Just wondering if anyone hunts yotes around the ottertail county area. Im out quite a bit and have not ran into or heard any other hunters. Just wondering if anyone else hunts them around here!!!


----------



## macker13 (Nov 7, 2006)

I hunt deer in the Wadena county area on private land (a mix of agricutural, woods, and swamp) and our group has seen coyotes almost every year we are out hunting. I'm planning to get back there shortly with my son and daughter to see if we can't thin the population. I know of some folks in the Ottertail area who have seen coyotes while deer hunting as well.
Ask some farmers. You might be surprised how welcomed you are.


----------



## teamramrod (Nov 26, 2011)

Im out hunting them quite a bit around here. I was just wondering if anyone else hunts coyotes around this area, i haven't seen any other hunters and all the farmers i talk to about hunting their land seem surprised to hear people call coyotes in.


----------



## JuvyPimp (Mar 1, 2005)

I probably wouldnt have informed everyone on the internet of that if you wish to keep it that way. :beer:


----------



## teamramrod (Nov 26, 2011)

Doesn't bother me any! I got a few "secret" spots in my back pocket. Ottertail county is a big area, i never said exactly where i was :rollin:


----------



## barebackjack (Sep 5, 2006)

JuvyPimp said:


> I probably wouldnt have informed everyone on the internet of that if you wish to keep it that way. :beer:


Ha! Everyone knows most of the MNsotans come to ND for coyotes too! :wink:


----------



## teamramrod (Nov 26, 2011)

Ha! Everyone knows most of the MNsotans come to ND for coyotes too! :wink:[/quote]

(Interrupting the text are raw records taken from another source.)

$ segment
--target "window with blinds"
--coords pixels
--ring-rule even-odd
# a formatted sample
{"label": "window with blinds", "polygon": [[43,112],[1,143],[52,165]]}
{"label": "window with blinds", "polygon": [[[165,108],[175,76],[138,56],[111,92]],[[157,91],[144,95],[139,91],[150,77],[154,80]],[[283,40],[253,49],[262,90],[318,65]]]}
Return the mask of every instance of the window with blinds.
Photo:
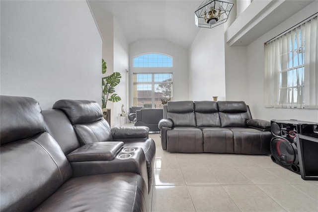
{"label": "window with blinds", "polygon": [[318,108],[317,16],[265,44],[266,106]]}

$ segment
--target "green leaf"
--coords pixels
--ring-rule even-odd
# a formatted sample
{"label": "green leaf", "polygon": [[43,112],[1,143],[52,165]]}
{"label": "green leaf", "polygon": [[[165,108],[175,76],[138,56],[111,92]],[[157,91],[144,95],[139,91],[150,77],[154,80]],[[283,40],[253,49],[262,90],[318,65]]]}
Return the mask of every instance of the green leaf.
{"label": "green leaf", "polygon": [[105,74],[107,70],[107,67],[106,66],[106,62],[103,59],[101,59],[101,73],[102,74]]}
{"label": "green leaf", "polygon": [[121,98],[117,96],[117,94],[114,94],[110,96],[110,98],[108,99],[109,101],[113,103],[119,102],[121,100]]}

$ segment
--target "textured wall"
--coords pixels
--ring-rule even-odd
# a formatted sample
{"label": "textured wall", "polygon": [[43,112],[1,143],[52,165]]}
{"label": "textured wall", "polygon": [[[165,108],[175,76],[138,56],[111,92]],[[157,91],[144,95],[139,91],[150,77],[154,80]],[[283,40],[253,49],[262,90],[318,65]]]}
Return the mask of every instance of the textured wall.
{"label": "textured wall", "polygon": [[1,95],[42,109],[100,102],[102,39],[86,1],[1,1]]}

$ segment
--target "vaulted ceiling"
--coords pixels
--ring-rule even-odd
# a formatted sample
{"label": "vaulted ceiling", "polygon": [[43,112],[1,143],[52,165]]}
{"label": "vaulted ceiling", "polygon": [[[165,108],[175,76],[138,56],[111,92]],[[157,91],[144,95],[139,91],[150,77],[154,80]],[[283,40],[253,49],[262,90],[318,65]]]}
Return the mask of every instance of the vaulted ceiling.
{"label": "vaulted ceiling", "polygon": [[[88,2],[96,20],[104,20],[110,15],[113,15],[129,43],[143,38],[164,38],[188,49],[200,29],[194,23],[194,11],[203,0],[88,0]],[[267,0],[271,1],[269,5],[274,4],[276,1]],[[234,36],[236,42],[228,41],[231,45],[248,45],[314,1],[280,0],[282,3],[270,12],[267,11],[268,8],[258,8],[261,11],[254,17],[250,17],[252,13],[250,11],[242,15],[244,17],[240,19],[251,18],[251,20],[246,23],[235,22],[235,26],[232,28],[237,28],[237,33],[241,34],[238,37]],[[235,11],[233,12],[235,15]],[[257,23],[252,27],[248,25],[253,22]],[[240,31],[244,27],[249,28],[242,33]],[[102,31],[102,34],[105,33],[107,32]],[[104,36],[105,35],[103,34]],[[231,40],[231,38],[227,39]]]}
{"label": "vaulted ceiling", "polygon": [[95,18],[112,13],[128,43],[164,38],[188,49],[199,28],[194,11],[203,0],[89,0]]}

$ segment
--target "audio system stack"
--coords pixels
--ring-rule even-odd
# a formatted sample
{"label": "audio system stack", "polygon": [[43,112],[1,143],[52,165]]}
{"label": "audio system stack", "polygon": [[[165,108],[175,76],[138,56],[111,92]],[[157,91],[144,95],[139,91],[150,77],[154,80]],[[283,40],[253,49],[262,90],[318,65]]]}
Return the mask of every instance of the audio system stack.
{"label": "audio system stack", "polygon": [[308,121],[272,120],[271,131],[273,137],[270,142],[272,160],[286,169],[300,174],[296,134],[317,132],[318,126],[318,123]]}

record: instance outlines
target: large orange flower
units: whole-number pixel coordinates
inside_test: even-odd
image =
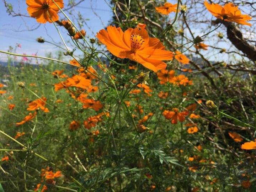
[[[144,29],[130,28],[124,33],[120,27],[108,26],[107,30],[101,30],[96,37],[118,57],[128,58],[155,72],[166,68],[162,60],[172,59],[173,53],[165,50],[159,40],[149,37]]]
[[[55,0],[55,1],[61,9],[64,7],[63,0]],[[52,0],[26,0],[26,3],[28,6],[27,9],[30,15],[36,18],[39,23],[52,22],[47,11],[54,21],[59,20],[57,14],[59,8]]]
[[[177,10],[177,4],[172,4],[171,3],[166,2],[165,3],[164,6],[155,7],[156,10],[159,13],[164,15],[168,15],[171,12],[176,12]],[[179,10],[178,10],[178,11]]]
[[[241,15],[238,7],[234,6],[232,3],[227,4],[222,7],[218,4],[212,3],[210,5],[205,0],[204,5],[210,12],[218,18],[251,26],[251,24],[245,21],[250,20],[252,18],[247,15]]]
[[[256,149],[256,139],[254,141],[246,142],[242,145],[241,149]]]

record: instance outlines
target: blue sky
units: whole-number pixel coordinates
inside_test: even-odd
[[[28,15],[25,0],[7,1],[12,4],[16,12]],[[65,8],[68,6],[68,1],[63,1]],[[106,1],[108,2],[109,0]],[[98,17],[94,13],[91,6]],[[2,1],[0,2],[0,50],[7,51],[9,46],[14,47],[17,43],[20,43],[21,47],[17,48],[16,51],[17,53],[20,54],[31,55],[37,53],[38,55],[44,56],[47,53],[54,53],[58,50],[58,49],[54,46],[47,43],[40,44],[36,41],[37,38],[42,36],[49,41],[52,42],[52,38],[56,43],[60,42],[61,40],[53,24],[49,23],[41,24],[36,30],[28,31],[28,29],[34,28],[39,25],[35,18],[13,17],[9,15]],[[94,36],[96,32],[107,26],[112,15],[110,7],[103,0],[93,0],[91,4],[91,0],[86,0],[79,4],[75,10],[70,10],[75,11],[75,15],[79,12],[84,18],[88,20],[86,23],[90,28],[86,26],[83,28],[86,31],[86,36],[91,37]],[[60,18],[64,18],[64,16],[61,13],[59,15]],[[66,30],[64,27],[59,28],[64,40],[70,39],[70,37],[66,34]],[[7,57],[7,55],[0,53],[0,60],[6,61]]]

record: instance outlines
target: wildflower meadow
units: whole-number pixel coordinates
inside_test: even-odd
[[[0,4],[0,192],[256,191],[255,0]]]

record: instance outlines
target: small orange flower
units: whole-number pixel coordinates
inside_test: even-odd
[[[73,121],[69,124],[69,129],[73,131],[77,129],[80,127],[79,122],[78,121]]]
[[[1,161],[8,161],[9,160],[9,157],[8,156],[5,156],[1,159]]]
[[[175,51],[175,53],[176,54],[174,56],[174,58],[177,61],[184,65],[188,64],[189,59],[185,55],[183,55],[178,51]]]
[[[251,186],[251,182],[250,181],[243,180],[241,185],[244,188],[247,189]]]
[[[100,30],[96,37],[116,57],[128,58],[155,72],[166,68],[166,64],[162,60],[172,59],[173,53],[165,50],[159,40],[149,37],[144,29],[130,28],[124,33],[121,28],[115,26],[108,26],[107,30],[107,32]]]
[[[207,48],[206,48],[208,46],[202,43],[198,43],[194,46],[194,47],[198,49],[202,49],[205,50],[207,50]]]
[[[166,2],[164,6],[155,7],[156,11],[159,13],[164,15],[168,15],[171,12],[176,12],[177,11],[177,4],[172,4],[171,3]],[[179,10],[178,10],[178,11]]]
[[[86,32],[85,32],[84,30],[82,30],[82,31],[80,31],[80,33],[82,34],[82,35],[84,37],[85,37],[85,34],[86,34]],[[75,36],[74,36],[74,39],[82,39],[83,37],[81,35],[80,33],[78,32],[76,32],[76,33],[75,35]]]
[[[99,101],[95,101],[92,99],[85,99],[83,100],[82,102],[84,103],[83,108],[92,108],[96,111],[98,111],[103,107]]]
[[[232,3],[228,3],[222,7],[218,4],[212,3],[210,5],[205,0],[204,5],[210,13],[218,18],[251,26],[251,24],[245,21],[250,20],[252,18],[247,15],[242,15],[238,7],[234,6]]]
[[[176,124],[177,123],[177,120],[180,122],[183,122],[185,120],[185,116],[188,114],[187,111],[183,111],[178,112],[179,110],[177,108],[173,108],[172,111],[165,110],[162,113],[162,114],[165,118],[167,119],[172,119],[171,123],[173,124]]]
[[[34,190],[34,191],[37,191],[38,190],[39,190],[39,189],[40,188],[40,187],[41,187],[41,186],[42,185],[42,184],[41,183],[38,183],[37,185],[37,188],[35,188]],[[44,192],[44,191],[46,191],[48,189],[47,186],[46,186],[45,185],[44,185],[43,186],[43,187],[42,188],[42,189],[41,190],[41,191],[40,191],[41,192]]]
[[[140,90],[140,89],[134,89],[130,91],[129,93],[130,93],[130,94],[137,94],[140,93],[141,91],[141,90]]]
[[[162,69],[156,73],[158,79],[160,80],[160,84],[165,84],[167,82],[171,82],[174,77],[175,71],[174,70],[168,71],[166,69]]]
[[[63,0],[55,1],[60,8],[64,7]],[[39,23],[44,23],[47,21],[51,23],[48,14],[54,21],[59,19],[57,14],[59,8],[52,0],[26,0],[26,3],[28,6],[27,10],[30,15],[36,18]]]
[[[90,129],[92,127],[96,126],[98,121],[98,118],[97,116],[90,117],[87,118],[86,121],[84,122],[84,125],[86,128]]]
[[[10,110],[12,110],[14,108],[14,107],[15,107],[15,105],[14,104],[9,104],[8,105],[8,107],[9,108],[9,109]]]
[[[140,29],[145,29],[146,27],[146,25],[145,23],[139,23],[137,25],[137,27]]]
[[[168,96],[168,93],[167,92],[164,93],[161,91],[160,91],[160,92],[158,94],[158,96],[160,98],[166,98]]]
[[[246,142],[242,145],[241,149],[250,150],[251,149],[256,149],[256,139],[254,141]]]
[[[126,104],[126,105],[128,107],[130,106],[130,102],[129,101],[126,101],[124,102]]]
[[[28,108],[27,109],[28,111],[34,111],[38,108],[40,108],[44,112],[48,113],[49,110],[48,108],[46,107],[46,98],[42,97],[41,99],[37,99],[30,103],[28,104]]]
[[[198,130],[198,130],[198,128],[197,128],[197,127],[195,126],[194,127],[192,127],[188,128],[187,131],[190,134],[193,134],[193,133],[198,132]]]
[[[25,123],[29,121],[31,121],[33,119],[36,115],[37,112],[36,111],[35,111],[34,112],[34,114],[32,115],[31,113],[30,113],[28,115],[27,115],[23,119],[22,121],[19,123],[16,123],[16,124],[17,125],[22,125],[24,124]]]
[[[198,119],[200,118],[200,115],[196,115],[194,113],[191,113],[190,116],[190,118],[191,119]]]
[[[235,132],[229,132],[229,135],[235,142],[241,142],[243,140],[243,138]]]
[[[7,99],[8,100],[11,100],[12,99],[14,98],[14,97],[13,96],[9,96],[8,98],[7,98]]]
[[[6,91],[5,90],[4,90],[3,91],[2,90],[0,90],[0,95],[3,94],[5,94],[6,92]]]
[[[20,132],[17,132],[17,133],[16,134],[16,135],[14,137],[14,139],[17,139],[19,137],[21,137],[25,134],[25,132],[22,132],[22,133],[20,133]]]

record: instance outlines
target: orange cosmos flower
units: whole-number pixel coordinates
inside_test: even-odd
[[[78,121],[73,121],[69,124],[69,129],[73,131],[77,129],[80,126],[79,122]]]
[[[241,185],[244,189],[247,189],[251,186],[251,182],[250,181],[243,180]]]
[[[8,161],[9,160],[9,157],[8,156],[5,156],[2,159],[1,159],[1,161]]]
[[[103,107],[99,101],[95,101],[92,99],[86,99],[81,102],[84,103],[83,108],[86,109],[92,108],[96,111],[98,111]]]
[[[9,96],[9,97],[8,97],[8,98],[7,98],[7,99],[8,99],[8,100],[11,100],[11,99],[12,99],[13,98],[14,98],[13,96]]]
[[[59,177],[62,176],[61,172],[60,171],[58,171],[56,172],[53,172],[52,171],[46,171],[45,178],[47,180],[53,180],[55,178]]]
[[[145,29],[146,27],[146,25],[145,23],[139,23],[137,25],[137,27],[140,29]]]
[[[187,130],[187,131],[190,134],[192,134],[198,132],[198,130],[198,130],[198,128],[197,128],[197,127],[195,126],[194,127],[192,127],[188,128],[188,130]]]
[[[166,69],[162,69],[156,73],[158,79],[160,80],[160,84],[165,84],[167,82],[171,82],[174,77],[175,71],[174,70],[168,71]]]
[[[190,116],[190,118],[191,119],[198,119],[200,118],[200,115],[196,115],[194,113],[191,113]]]
[[[178,51],[175,51],[176,54],[174,56],[174,58],[181,63],[184,65],[188,64],[189,63],[189,59],[186,57],[185,55],[182,54],[181,52]]]
[[[96,37],[118,57],[128,58],[155,72],[166,68],[166,64],[161,61],[172,59],[173,53],[165,50],[159,40],[149,37],[144,29],[130,28],[124,33],[115,26],[108,26],[107,30],[107,32],[100,30]]]
[[[35,111],[34,112],[34,114],[32,115],[31,113],[30,113],[28,115],[27,115],[23,119],[22,121],[20,122],[19,123],[16,123],[16,124],[17,125],[22,125],[24,124],[25,123],[29,121],[31,121],[33,119],[36,115],[37,112],[36,111]]]
[[[235,132],[229,132],[229,135],[235,142],[241,142],[243,140],[243,138]]]
[[[129,92],[129,93],[130,94],[138,94],[141,91],[141,90],[140,89],[134,89],[132,91],[131,91]]]
[[[37,185],[37,188],[35,188],[34,190],[34,191],[37,191],[38,190],[39,190],[39,189],[40,188],[40,187],[41,187],[41,186],[42,185],[42,184],[41,183],[38,183]],[[44,192],[45,191],[46,191],[48,188],[47,188],[47,186],[46,186],[45,185],[44,185],[43,186],[43,187],[42,188],[42,189],[41,190],[41,191],[40,191],[41,192]]]
[[[25,132],[22,132],[22,133],[21,133],[20,132],[17,132],[17,133],[16,134],[16,135],[14,137],[14,139],[17,139],[19,137],[21,137],[24,134],[25,134]]]
[[[203,43],[197,43],[194,46],[194,47],[198,49],[202,49],[205,50],[207,50],[207,48],[206,48],[207,47],[209,47],[208,45],[206,45],[205,44]]]
[[[46,107],[46,98],[42,97],[41,99],[37,99],[30,103],[28,108],[27,109],[28,111],[34,111],[38,108],[40,108],[44,112],[48,113],[49,111],[48,108]]]
[[[168,96],[168,93],[167,92],[164,93],[161,91],[160,91],[160,92],[158,94],[158,96],[160,98],[167,98],[167,96]]]
[[[98,119],[97,116],[90,117],[87,118],[86,121],[84,122],[84,125],[86,128],[90,129],[92,127],[96,126],[98,121]]]
[[[61,9],[64,7],[63,0],[55,0],[55,2]],[[36,18],[37,21],[45,23],[52,22],[49,15],[54,21],[59,20],[59,8],[52,0],[26,0],[28,5],[27,10],[31,17]]]
[[[256,139],[254,141],[246,142],[242,145],[241,149],[250,150],[251,149],[256,149]]]
[[[171,3],[166,2],[164,6],[155,7],[156,11],[159,13],[164,15],[168,15],[171,12],[176,12],[177,11],[177,4],[172,4]],[[178,11],[180,10],[178,10]]]
[[[80,33],[82,34],[84,37],[85,37],[85,34],[86,34],[86,32],[85,32],[84,30],[82,30],[82,31],[80,31]],[[74,36],[74,39],[82,39],[83,37],[82,36],[81,36],[80,33],[78,32],[76,32],[76,33],[75,35],[75,36]]]
[[[15,104],[14,104],[10,103],[8,105],[8,107],[9,108],[9,109],[10,110],[12,110],[14,109],[15,106]]]
[[[210,13],[218,18],[251,26],[251,24],[245,21],[250,20],[252,18],[247,15],[242,15],[238,7],[234,6],[232,3],[227,4],[222,7],[218,4],[212,3],[210,5],[206,0],[204,5]]]
[[[185,116],[187,116],[188,112],[187,111],[183,111],[178,112],[179,110],[177,108],[173,108],[172,111],[165,110],[162,112],[162,114],[165,118],[167,119],[172,119],[171,123],[173,124],[176,124],[177,123],[177,120],[180,122],[183,122],[185,120]]]
[[[5,90],[4,90],[4,91],[2,91],[2,90],[0,90],[0,94],[5,94],[5,93],[6,93],[6,91],[5,91]]]

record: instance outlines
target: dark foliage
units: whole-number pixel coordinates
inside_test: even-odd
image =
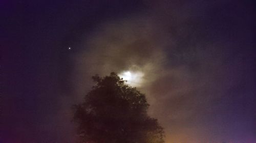
[[[96,84],[84,101],[74,105],[81,141],[94,143],[162,143],[163,130],[147,114],[144,94],[116,73],[93,77]]]

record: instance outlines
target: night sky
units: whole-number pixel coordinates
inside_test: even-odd
[[[92,76],[113,71],[136,79],[166,143],[256,142],[254,10],[252,1],[1,1],[0,142],[75,142],[72,105]]]

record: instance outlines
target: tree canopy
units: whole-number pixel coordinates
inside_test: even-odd
[[[95,84],[75,105],[74,120],[81,141],[93,143],[162,143],[163,130],[147,113],[145,95],[116,73],[93,76]]]

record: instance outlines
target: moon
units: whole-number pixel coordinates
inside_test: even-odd
[[[126,80],[126,83],[133,87],[139,87],[143,81],[144,73],[140,71],[124,71],[118,75],[123,80]]]

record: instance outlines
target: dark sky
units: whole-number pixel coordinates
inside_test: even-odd
[[[127,70],[166,142],[256,142],[252,2],[156,1],[1,1],[0,142],[74,142],[90,77]]]

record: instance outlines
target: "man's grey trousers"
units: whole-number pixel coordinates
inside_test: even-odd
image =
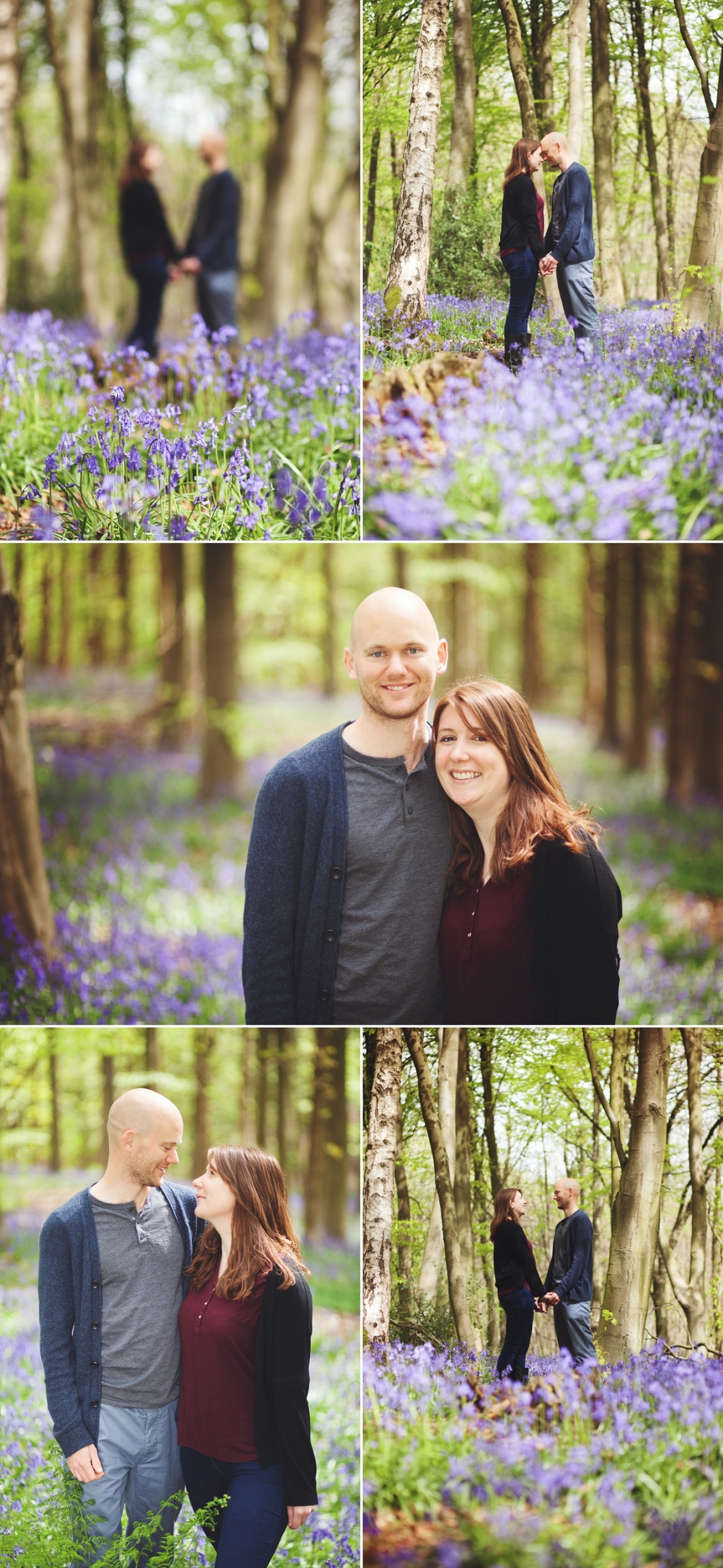
[[[568,267],[566,262],[558,262],[557,287],[568,321],[571,317],[577,321],[577,326],[572,328],[577,343],[591,337],[599,347],[602,331],[593,293],[593,263],[574,262],[572,267]]]
[[[97,1523],[88,1524],[89,1534],[97,1537],[88,1563],[97,1563],[105,1555],[113,1535],[121,1529],[124,1505],[130,1534],[133,1524],[138,1521],[146,1524],[149,1513],[157,1513],[166,1497],[183,1490],[176,1428],[177,1408],[177,1399],[160,1410],[100,1405],[96,1447],[104,1475],[83,1485],[83,1513],[97,1516]],[[173,1530],[174,1519],[176,1510],[166,1508],[163,1532]],[[144,1562],[146,1557],[140,1557],[140,1568]]]
[[[590,1328],[590,1301],[560,1301],[552,1308],[560,1350],[569,1350],[576,1367],[582,1361],[598,1361]]]

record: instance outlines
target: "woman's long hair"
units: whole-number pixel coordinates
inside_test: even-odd
[[[121,169],[121,190],[130,185],[132,180],[149,180],[151,174],[143,168],[143,158],[149,147],[155,146],[152,141],[132,141],[125,154],[125,163]]]
[[[293,1234],[284,1173],[265,1149],[240,1149],[232,1143],[216,1143],[209,1149],[213,1165],[227,1187],[235,1207],[231,1217],[229,1262],[216,1284],[216,1295],[243,1301],[251,1295],[257,1275],[279,1269],[279,1290],[296,1283],[289,1258],[309,1273],[301,1262],[300,1243]],[[191,1290],[202,1290],[221,1256],[221,1237],[210,1220],[198,1243],[196,1256],[187,1269]]]
[[[514,1225],[519,1225],[518,1215],[510,1212],[510,1204],[518,1196],[518,1192],[521,1192],[519,1187],[500,1187],[499,1193],[496,1193],[492,1223],[489,1226],[491,1242],[494,1242],[503,1220],[514,1220]]]
[[[510,180],[514,180],[518,174],[529,174],[532,179],[530,154],[536,152],[540,146],[541,143],[535,141],[533,136],[521,136],[519,141],[514,143],[510,163],[505,169],[505,179],[502,180],[502,190],[505,190],[507,185],[510,185]]]
[[[494,826],[489,877],[510,881],[532,861],[541,839],[561,839],[580,855],[583,833],[598,844],[596,823],[587,806],[568,806],[563,787],[544,751],[524,696],[502,681],[461,681],[450,687],[434,710],[433,740],[445,707],[453,707],[470,729],[478,729],[502,751],[510,773],[507,801]],[[483,848],[472,817],[447,798],[455,850],[447,873],[447,897],[458,897],[478,883]]]

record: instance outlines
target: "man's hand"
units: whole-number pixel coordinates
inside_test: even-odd
[[[75,1475],[75,1480],[100,1480],[100,1475],[105,1475],[94,1443],[89,1443],[86,1449],[77,1449],[75,1454],[71,1454],[67,1469],[71,1475]]]
[[[303,1524],[304,1519],[309,1518],[309,1513],[314,1513],[314,1507],[315,1507],[314,1502],[306,1502],[303,1508],[292,1508],[287,1504],[285,1512],[289,1515],[289,1529],[290,1530],[298,1530],[300,1524]]]

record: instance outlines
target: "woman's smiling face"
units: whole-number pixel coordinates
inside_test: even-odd
[[[510,789],[510,770],[494,740],[474,728],[449,704],[439,718],[434,748],[438,779],[444,792],[470,817],[499,817]]]

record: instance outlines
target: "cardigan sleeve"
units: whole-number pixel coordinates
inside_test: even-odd
[[[50,1214],[41,1231],[38,1265],[41,1358],[53,1436],[69,1458],[94,1441],[83,1421],[75,1375],[72,1258],[63,1220]]]
[[[538,847],[536,939],[552,1014],[544,1024],[615,1024],[618,1013],[623,900],[607,861],[585,840],[579,855],[561,839]]]
[[[304,1279],[274,1290],[271,1405],[289,1507],[318,1502],[309,1417],[311,1290]]]
[[[246,1024],[295,1024],[295,931],[306,789],[289,760],[259,790],[246,859],[243,993]]]

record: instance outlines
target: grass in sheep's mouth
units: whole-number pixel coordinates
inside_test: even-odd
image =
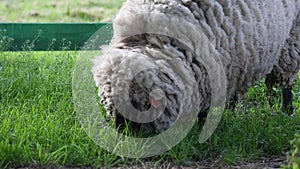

Ive actually never been out there for coyotes. Gave some thought to it but never went. Ill leave some for you guys! If i come out there your populations will go WAY down. I kill more dogs than the mange :rollin:


----------



## xdeano (Jan 14, 2005)

Yeah, ok Farva. Settle down.

xdeano


----------



## barebackjack (Sep 5, 2006)

:rollin: :rollin: :rollin:

Get back on the radio Farva.


----------



## xdeano (Jan 14, 2005)

Hey Farva! What's that restaurant that you like with all that goofy crap on the walls, and the motzorella sticks...?


----------



## barebackjack (Sep 5, 2006)

Shenanigans?


----------



## xdeano (Jan 14, 2005)

:rollin: :rollin: :rollin:

xdeano


----------



## mn_sportsman (Feb 3, 2011)

I hunt in Olmsted county and i haven't seen to many hunters around this year either. just means more yotes for this guy


----------



## JuvyPimp (Mar 1, 2005)

Alright meow what is so damn funny?


----------



## JuvyPimp (Mar 1, 2005)

teamramrod said:


> Doesn't bother me any! I got a few "secret" spots in my back pocket. Ottertail county is a big area, i never said exactly where i was :rollin:


Sweet well im dating a girl from Hubbard county so at least I know what county to hit next after I cover that one. Thanks!! :beer:


----------



## teamramrod (Nov 26, 2011)

I swear to God I'm going to pistol whip the next guy who says, " Shenanigans."


----------



## nate the goose aholic (Oct 11, 2007)

I hunt in ottertail county. I don't see or here of to many people in the area. I do know of a couple of people through


----------



## farmerj (Jun 19, 2004)

Shenanigans


----------



## barebackjack (Sep 5, 2006)

Thats it!

I gotta pop Super Troopers in the DVD player now.


----------



## teamramrod (Nov 26, 2011)

barebackjack said:


> Thats it!
> 
> I gotta pop Super Troopers in the DVD player now.


I Already did!


----------



## FurGittr (Jan 24, 2003)

I live in Eastern OTC and have hunted all over it. Reason might be your not aware of anyone else is there hasn't been shnit for snow this year. At any rate,there is way more people hunting these parts than there were 15-20 years ago.


----------



## BodyCount (Jun 11, 2010)

Correct on that. Last year when we had snow and cold, everybody I know that hunted dogs just stacked em up. 100 dogs per crew on the year. That was in MN about 100 miles south of Otter Tail county.


----------



## teamramrod (Nov 26, 2011)

Yeah the weather hasn't been ideal. Managed to smoke a pair on Saturday though :sniper:


----------



## DeadEyeDanO (Nov 20, 2012)

Alot of guys hunt the otc area!! Quite a few hound running groups in otc and wadena counties! Lots of callers to!!


----------